Carrie gasped again, then groaned, and put a hand to her head. He felt the flare of another Immortal's powerful ki at the same time. He stroked her hair and said, "Carrie-dono? How are you feeling?"
"Head hurts," she said, thickly. "God, my head hurts."
Sandy said, alarmed and incredulous, "Carrie! Hold still, you shouldn't move ..."
"She's fine." Kenshin was surprised at how quickly she had healed. It had always taken him much longer. Then again, I was generally resisting the process because I liked seeing my loved ones in the afterlife before reality yanked me back. And I've always denied what I am, hated it, fought it on some level.
Carrie said, thickly, "Was anyone else hurt?"
"Sandy's shoulder is broken, I think," Brandon said.
Kenshin glanced at the brothers. That explained why Sandy was holding his arm so close to his chest and why it looked wrong. Sandy was now tight-lipped with pain, eyes narrowed, complexion far too pale. Now that he looked at it closely, Kenshin suspected dislocated rather than, or in addition to, broken. Hard to tell without modern x-rays, though. He needed to get the kid to a hospital.
His truck wasn't going anywhere, ever again; they would need to involve others. And the law dictated that he call the cops. Besides, Sandy could be hurt worse than he looked -- he wanted to get him to the hospital quickly, which meant a 911 call. Conscious of the need to make things look good for the authorities, he said, "Shannon, when the police ask, tell them you were seated where Carrie was. Can everyone remember that?"
Shannon blinked, then glanced at his gashed arm -- blood was trickling between his fingers -- and nodded. That would explain the blood on the seat in the truck, Kenshin hoped. He know from vast personal experience just how much even a small amount of blood would cover. Hopefully the police wouldn't look too closely at the volume.
Given the state of that door, Shannon's survival with only minor injuries would be seen as a small miracle, but Kenshin knew that paramedics were used to seeing people walk away from horrendous crashes and be killed in minor ones. Sometimes it was just luck.
"C'mon, Carrie, there's water in the bottom of this ravine. We need to wash the blood off you," Kenshin said, urging her to stand up. The others stared in absolute shock as she rose carefully.
He caught her hand in his and led her towards the creek he could hear trickling below. "I died, didn't I?"
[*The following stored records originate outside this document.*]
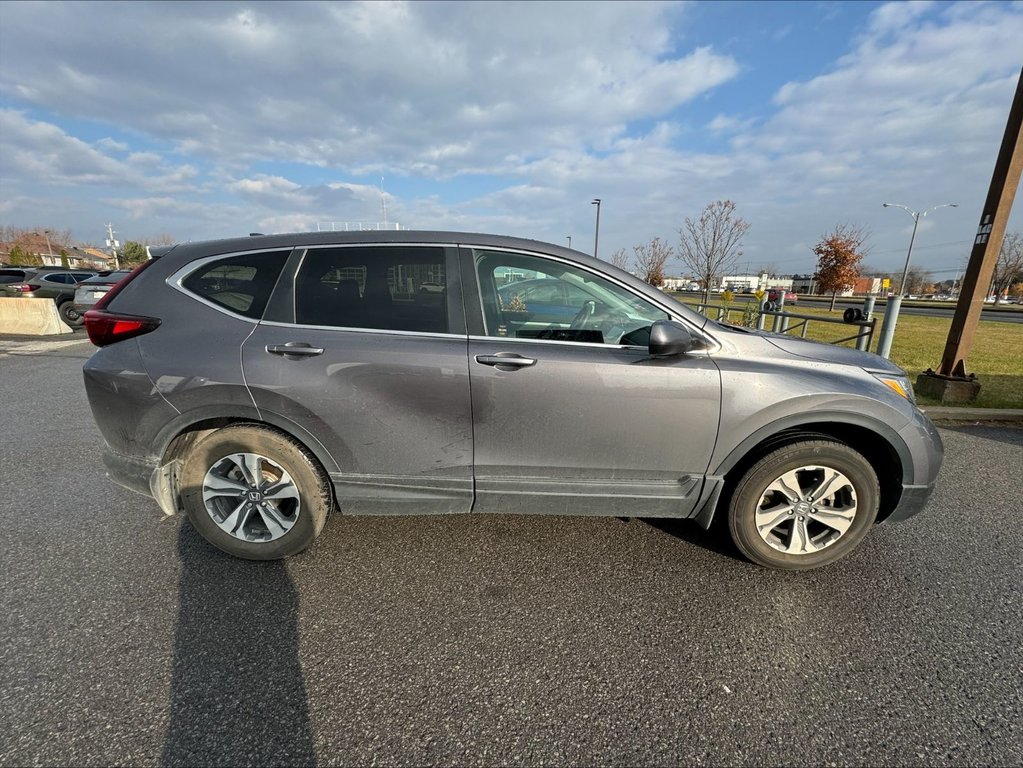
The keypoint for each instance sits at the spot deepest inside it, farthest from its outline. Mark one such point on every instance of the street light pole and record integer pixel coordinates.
(916, 221)
(895, 303)
(46, 234)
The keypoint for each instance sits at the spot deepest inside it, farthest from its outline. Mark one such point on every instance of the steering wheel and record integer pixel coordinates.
(587, 311)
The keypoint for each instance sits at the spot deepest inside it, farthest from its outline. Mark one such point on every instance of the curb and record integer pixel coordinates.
(941, 415)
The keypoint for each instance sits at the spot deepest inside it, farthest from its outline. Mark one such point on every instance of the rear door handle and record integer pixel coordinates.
(295, 349)
(504, 358)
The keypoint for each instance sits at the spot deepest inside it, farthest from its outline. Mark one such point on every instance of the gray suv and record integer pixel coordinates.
(258, 384)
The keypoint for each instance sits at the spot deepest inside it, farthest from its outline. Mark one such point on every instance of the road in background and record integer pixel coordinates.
(1005, 314)
(126, 639)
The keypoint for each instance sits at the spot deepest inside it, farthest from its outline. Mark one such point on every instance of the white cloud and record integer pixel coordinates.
(505, 117)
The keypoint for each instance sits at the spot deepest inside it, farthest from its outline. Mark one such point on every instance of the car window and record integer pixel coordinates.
(240, 283)
(515, 289)
(385, 287)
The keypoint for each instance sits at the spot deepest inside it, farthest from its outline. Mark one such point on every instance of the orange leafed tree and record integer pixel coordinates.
(651, 260)
(839, 255)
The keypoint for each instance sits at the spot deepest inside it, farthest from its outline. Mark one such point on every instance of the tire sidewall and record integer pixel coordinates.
(742, 511)
(70, 315)
(313, 490)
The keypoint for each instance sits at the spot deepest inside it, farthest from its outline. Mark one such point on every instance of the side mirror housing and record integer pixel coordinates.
(668, 337)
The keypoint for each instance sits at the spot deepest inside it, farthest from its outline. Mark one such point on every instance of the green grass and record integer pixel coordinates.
(996, 355)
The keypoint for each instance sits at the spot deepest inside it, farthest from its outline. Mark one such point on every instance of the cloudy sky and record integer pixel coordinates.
(207, 120)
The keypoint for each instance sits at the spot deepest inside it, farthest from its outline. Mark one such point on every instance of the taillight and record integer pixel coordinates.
(106, 327)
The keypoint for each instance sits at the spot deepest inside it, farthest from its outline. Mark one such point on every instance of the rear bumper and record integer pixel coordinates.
(914, 500)
(132, 472)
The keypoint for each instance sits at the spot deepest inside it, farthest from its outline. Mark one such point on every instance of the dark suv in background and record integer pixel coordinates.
(57, 283)
(257, 384)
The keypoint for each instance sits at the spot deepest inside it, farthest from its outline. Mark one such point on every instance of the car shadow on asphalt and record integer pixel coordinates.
(1011, 433)
(715, 539)
(237, 692)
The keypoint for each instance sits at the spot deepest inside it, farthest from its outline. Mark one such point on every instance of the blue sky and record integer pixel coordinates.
(207, 120)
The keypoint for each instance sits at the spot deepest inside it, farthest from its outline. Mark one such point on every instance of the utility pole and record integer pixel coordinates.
(113, 245)
(950, 382)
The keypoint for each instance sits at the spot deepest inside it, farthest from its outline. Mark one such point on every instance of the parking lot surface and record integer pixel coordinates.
(485, 640)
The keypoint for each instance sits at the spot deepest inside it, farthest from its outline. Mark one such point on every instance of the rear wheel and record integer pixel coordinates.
(255, 493)
(804, 505)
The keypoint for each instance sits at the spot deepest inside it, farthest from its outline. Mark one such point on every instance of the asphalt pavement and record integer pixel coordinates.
(486, 640)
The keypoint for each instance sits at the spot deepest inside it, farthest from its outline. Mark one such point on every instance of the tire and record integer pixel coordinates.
(277, 515)
(776, 522)
(70, 315)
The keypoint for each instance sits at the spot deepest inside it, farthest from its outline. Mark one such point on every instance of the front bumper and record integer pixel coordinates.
(927, 453)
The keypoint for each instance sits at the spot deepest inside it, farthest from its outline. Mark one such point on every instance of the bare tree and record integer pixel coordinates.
(917, 281)
(838, 257)
(711, 245)
(620, 259)
(1009, 267)
(651, 259)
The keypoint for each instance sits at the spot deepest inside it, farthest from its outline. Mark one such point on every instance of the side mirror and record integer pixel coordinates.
(669, 337)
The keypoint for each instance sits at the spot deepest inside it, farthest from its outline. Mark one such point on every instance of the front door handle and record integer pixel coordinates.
(295, 349)
(505, 359)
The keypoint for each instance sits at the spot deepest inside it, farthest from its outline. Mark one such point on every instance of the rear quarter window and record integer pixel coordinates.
(238, 283)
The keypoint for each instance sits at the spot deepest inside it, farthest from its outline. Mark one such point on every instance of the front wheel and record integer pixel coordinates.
(255, 493)
(70, 315)
(804, 505)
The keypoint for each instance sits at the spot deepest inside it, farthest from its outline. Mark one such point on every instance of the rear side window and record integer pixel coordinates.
(389, 287)
(239, 283)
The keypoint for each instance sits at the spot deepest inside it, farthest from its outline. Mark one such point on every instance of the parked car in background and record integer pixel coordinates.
(258, 384)
(56, 283)
(93, 288)
(14, 274)
(774, 295)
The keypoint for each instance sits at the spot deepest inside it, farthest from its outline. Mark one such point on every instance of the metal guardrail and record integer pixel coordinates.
(783, 320)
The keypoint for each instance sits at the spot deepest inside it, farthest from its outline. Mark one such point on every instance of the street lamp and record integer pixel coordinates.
(916, 220)
(46, 234)
(894, 304)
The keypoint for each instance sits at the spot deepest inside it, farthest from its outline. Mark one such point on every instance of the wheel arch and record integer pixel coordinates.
(879, 443)
(180, 434)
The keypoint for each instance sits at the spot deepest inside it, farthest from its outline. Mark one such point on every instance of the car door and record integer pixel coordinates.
(374, 369)
(577, 416)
"Aa, you did," he said, gently.
"I can ... I can feel you. In my head."
"You always will be able to, now." He shrugged out of his shirt, soaked it in the water, and handed it to her. "I'm sorry, Carrie. If I had done things differently this might not have happened this way."
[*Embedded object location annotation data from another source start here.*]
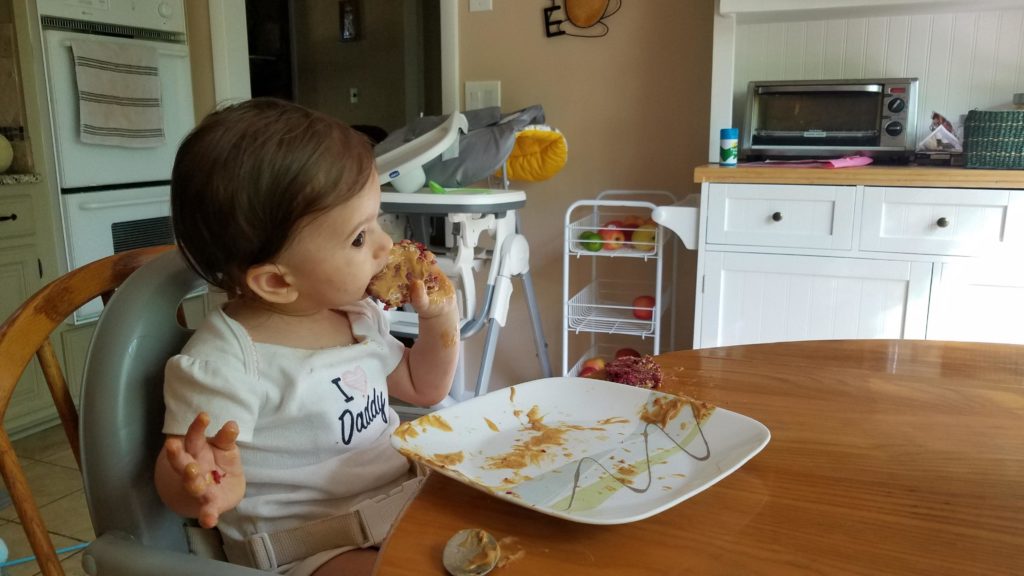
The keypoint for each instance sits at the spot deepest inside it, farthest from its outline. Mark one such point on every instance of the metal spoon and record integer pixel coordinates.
(471, 552)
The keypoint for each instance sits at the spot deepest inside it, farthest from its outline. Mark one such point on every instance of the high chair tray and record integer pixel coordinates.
(585, 450)
(426, 202)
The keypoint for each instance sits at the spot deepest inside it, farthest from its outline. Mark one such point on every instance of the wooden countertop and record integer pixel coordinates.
(928, 176)
(886, 456)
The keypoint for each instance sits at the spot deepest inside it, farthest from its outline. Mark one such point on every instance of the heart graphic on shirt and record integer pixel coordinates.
(355, 379)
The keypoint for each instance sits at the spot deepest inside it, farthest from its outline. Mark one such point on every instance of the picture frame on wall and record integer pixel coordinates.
(348, 21)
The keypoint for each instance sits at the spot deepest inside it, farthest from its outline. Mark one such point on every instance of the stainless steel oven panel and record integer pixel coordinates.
(896, 126)
(100, 223)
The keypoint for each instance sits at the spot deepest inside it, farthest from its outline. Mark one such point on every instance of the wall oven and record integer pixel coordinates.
(114, 198)
(830, 118)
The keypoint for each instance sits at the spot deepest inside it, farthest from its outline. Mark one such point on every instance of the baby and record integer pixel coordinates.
(278, 205)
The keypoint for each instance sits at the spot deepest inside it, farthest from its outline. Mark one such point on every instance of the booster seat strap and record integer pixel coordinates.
(367, 525)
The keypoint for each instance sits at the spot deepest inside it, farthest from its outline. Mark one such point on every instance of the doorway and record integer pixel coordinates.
(386, 76)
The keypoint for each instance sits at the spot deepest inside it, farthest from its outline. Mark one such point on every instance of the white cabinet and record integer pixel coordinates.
(604, 276)
(805, 216)
(797, 261)
(946, 221)
(978, 301)
(19, 279)
(753, 298)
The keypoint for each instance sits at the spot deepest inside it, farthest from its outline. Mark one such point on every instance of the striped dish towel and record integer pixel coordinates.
(118, 93)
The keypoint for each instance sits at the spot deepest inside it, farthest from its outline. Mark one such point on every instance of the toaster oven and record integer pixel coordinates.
(830, 118)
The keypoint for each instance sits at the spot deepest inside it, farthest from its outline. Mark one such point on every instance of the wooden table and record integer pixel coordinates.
(886, 457)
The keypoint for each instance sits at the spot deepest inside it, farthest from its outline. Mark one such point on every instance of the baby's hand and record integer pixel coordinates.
(210, 467)
(436, 302)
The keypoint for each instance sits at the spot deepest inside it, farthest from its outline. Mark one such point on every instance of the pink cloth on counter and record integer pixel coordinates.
(844, 162)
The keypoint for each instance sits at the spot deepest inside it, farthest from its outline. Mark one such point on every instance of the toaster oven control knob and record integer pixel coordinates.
(897, 106)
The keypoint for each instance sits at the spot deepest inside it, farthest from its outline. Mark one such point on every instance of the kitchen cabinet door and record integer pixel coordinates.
(751, 298)
(977, 301)
(31, 403)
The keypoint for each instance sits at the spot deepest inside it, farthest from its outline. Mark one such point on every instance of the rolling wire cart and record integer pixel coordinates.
(604, 305)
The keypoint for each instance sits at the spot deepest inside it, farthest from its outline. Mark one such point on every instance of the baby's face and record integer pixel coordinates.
(332, 257)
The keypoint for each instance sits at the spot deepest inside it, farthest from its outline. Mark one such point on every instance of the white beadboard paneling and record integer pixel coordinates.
(965, 59)
(763, 298)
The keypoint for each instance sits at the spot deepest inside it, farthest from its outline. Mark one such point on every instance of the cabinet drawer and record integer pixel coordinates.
(798, 216)
(15, 216)
(920, 220)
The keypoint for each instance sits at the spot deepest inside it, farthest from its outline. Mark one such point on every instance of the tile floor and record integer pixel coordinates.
(56, 484)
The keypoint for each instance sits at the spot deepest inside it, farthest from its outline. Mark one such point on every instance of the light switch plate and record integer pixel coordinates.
(483, 93)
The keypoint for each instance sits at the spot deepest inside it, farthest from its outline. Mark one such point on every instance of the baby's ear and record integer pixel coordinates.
(271, 284)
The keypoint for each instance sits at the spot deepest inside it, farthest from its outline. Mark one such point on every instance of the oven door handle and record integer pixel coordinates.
(820, 88)
(178, 53)
(120, 203)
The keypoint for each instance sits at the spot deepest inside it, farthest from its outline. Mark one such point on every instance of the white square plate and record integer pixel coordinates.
(582, 449)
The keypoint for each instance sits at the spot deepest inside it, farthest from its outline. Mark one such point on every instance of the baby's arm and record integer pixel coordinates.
(200, 477)
(424, 376)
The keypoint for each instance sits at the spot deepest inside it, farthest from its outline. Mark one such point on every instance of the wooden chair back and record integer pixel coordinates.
(27, 333)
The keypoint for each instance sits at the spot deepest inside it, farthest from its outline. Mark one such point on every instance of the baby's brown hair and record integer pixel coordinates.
(250, 173)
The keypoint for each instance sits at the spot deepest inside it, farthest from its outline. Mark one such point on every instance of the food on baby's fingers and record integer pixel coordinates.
(635, 371)
(408, 261)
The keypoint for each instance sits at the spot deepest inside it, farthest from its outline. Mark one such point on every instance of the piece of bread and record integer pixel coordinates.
(635, 371)
(408, 261)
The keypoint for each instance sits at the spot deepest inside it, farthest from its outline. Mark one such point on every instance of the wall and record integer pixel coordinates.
(12, 117)
(634, 108)
(964, 59)
(328, 68)
(200, 52)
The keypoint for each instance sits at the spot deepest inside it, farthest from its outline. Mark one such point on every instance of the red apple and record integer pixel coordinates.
(613, 238)
(643, 307)
(632, 220)
(644, 238)
(597, 363)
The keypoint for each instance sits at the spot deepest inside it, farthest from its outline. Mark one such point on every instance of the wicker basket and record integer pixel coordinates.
(994, 139)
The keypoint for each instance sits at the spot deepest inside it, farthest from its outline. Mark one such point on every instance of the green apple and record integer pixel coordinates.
(591, 241)
(645, 237)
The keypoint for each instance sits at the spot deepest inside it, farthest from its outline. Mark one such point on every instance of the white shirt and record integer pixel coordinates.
(314, 424)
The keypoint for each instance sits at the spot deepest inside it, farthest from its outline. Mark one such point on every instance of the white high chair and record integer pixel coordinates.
(468, 215)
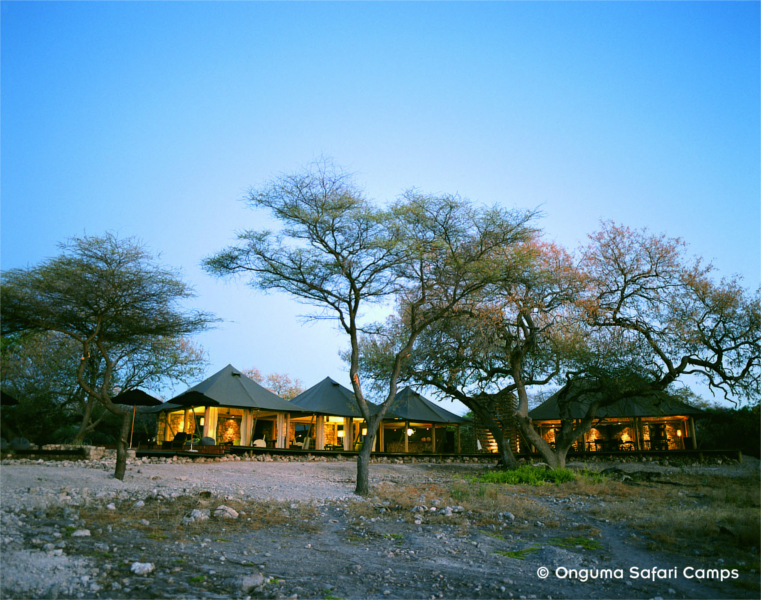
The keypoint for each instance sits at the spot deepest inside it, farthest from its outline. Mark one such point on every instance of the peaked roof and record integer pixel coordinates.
(330, 398)
(411, 406)
(231, 388)
(655, 405)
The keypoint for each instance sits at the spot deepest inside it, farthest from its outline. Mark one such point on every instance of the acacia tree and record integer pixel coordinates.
(652, 315)
(148, 361)
(469, 354)
(339, 253)
(107, 295)
(642, 316)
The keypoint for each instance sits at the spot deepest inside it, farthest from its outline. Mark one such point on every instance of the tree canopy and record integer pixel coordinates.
(338, 252)
(111, 297)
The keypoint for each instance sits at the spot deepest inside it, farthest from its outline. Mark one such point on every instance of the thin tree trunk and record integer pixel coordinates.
(509, 462)
(121, 447)
(363, 463)
(85, 426)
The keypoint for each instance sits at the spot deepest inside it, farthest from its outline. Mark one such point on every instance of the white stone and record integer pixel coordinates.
(142, 568)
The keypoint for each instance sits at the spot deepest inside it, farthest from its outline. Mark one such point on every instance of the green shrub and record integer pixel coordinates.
(527, 475)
"Not your fault." She wiped at the blood.
"Did anyone call 911?"
"No, and I wanted to make sure things were okay for the authorities before I suggested it." Kenshin said. "I think they're all in shock."
"Your sword?"
"In the duffle bag under the back seat," Kenshin said. "Yeah, I need to get it. Are you feeling a little better?"
She nodded, "I feel ... I don't hurt. Just dizzy."
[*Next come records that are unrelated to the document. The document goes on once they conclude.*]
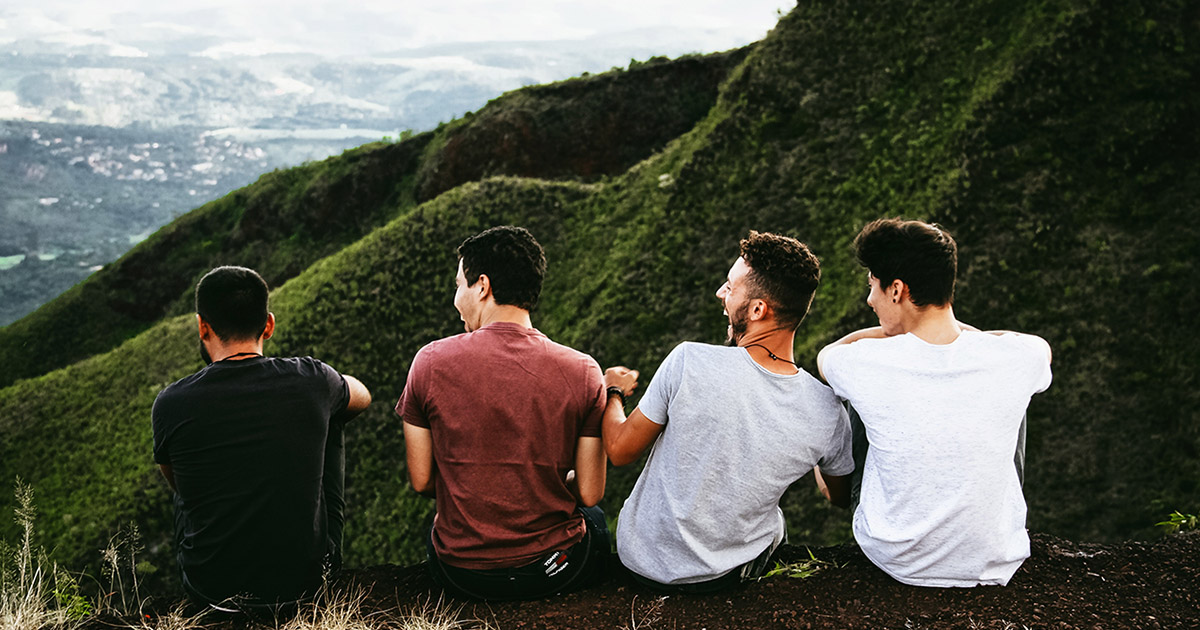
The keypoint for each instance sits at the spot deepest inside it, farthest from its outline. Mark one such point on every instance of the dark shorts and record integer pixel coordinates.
(557, 571)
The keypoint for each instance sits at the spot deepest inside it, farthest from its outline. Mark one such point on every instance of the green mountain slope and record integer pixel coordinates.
(1055, 139)
(580, 130)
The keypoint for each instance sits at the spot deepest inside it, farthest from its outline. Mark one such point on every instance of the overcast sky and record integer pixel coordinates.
(360, 27)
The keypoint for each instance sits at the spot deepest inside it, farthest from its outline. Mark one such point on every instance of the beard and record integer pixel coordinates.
(738, 323)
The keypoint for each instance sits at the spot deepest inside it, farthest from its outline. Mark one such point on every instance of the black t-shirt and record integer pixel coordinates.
(246, 443)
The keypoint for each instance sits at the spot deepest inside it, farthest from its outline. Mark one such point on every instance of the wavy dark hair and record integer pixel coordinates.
(234, 301)
(921, 255)
(784, 273)
(513, 261)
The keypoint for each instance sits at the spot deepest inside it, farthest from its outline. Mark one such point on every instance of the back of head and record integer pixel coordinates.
(921, 255)
(513, 261)
(784, 273)
(233, 300)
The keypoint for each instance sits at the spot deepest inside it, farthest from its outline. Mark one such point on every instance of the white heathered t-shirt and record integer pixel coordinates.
(941, 502)
(736, 437)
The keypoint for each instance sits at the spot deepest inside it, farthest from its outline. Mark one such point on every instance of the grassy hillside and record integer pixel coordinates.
(1055, 139)
(581, 129)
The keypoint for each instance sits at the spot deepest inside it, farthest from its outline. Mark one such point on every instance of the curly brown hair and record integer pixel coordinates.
(784, 273)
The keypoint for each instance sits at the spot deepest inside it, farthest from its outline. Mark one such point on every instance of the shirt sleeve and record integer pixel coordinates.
(339, 390)
(157, 424)
(411, 407)
(1039, 370)
(838, 459)
(657, 400)
(595, 401)
(834, 367)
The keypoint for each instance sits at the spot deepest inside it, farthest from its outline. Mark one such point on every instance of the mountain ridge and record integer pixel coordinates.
(1057, 154)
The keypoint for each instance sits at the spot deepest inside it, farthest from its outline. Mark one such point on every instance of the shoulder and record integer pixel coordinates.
(570, 357)
(451, 346)
(299, 365)
(1013, 342)
(864, 347)
(695, 349)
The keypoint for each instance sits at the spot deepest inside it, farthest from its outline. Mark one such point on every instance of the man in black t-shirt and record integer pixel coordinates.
(253, 449)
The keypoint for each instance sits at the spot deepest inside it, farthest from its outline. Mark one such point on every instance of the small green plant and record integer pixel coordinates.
(651, 616)
(799, 569)
(71, 601)
(1180, 522)
(120, 568)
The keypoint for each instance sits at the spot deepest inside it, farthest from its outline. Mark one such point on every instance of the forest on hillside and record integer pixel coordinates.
(1054, 139)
"That's just the blood loss. You'll feel better after a good meal and a little bit of time." He rested a hand on her arm. "I'm sorry, Carrie. I feel like I failed you."
She hugged him, a quick squeeze. "It had to happen sooner or later, Kenshin. And it's Michael's fault. I swear I'm going to beat the shit out of that man when I get my hands on him. He's got it coming."
You'll have to wait in line, Kenshin thought, angrily.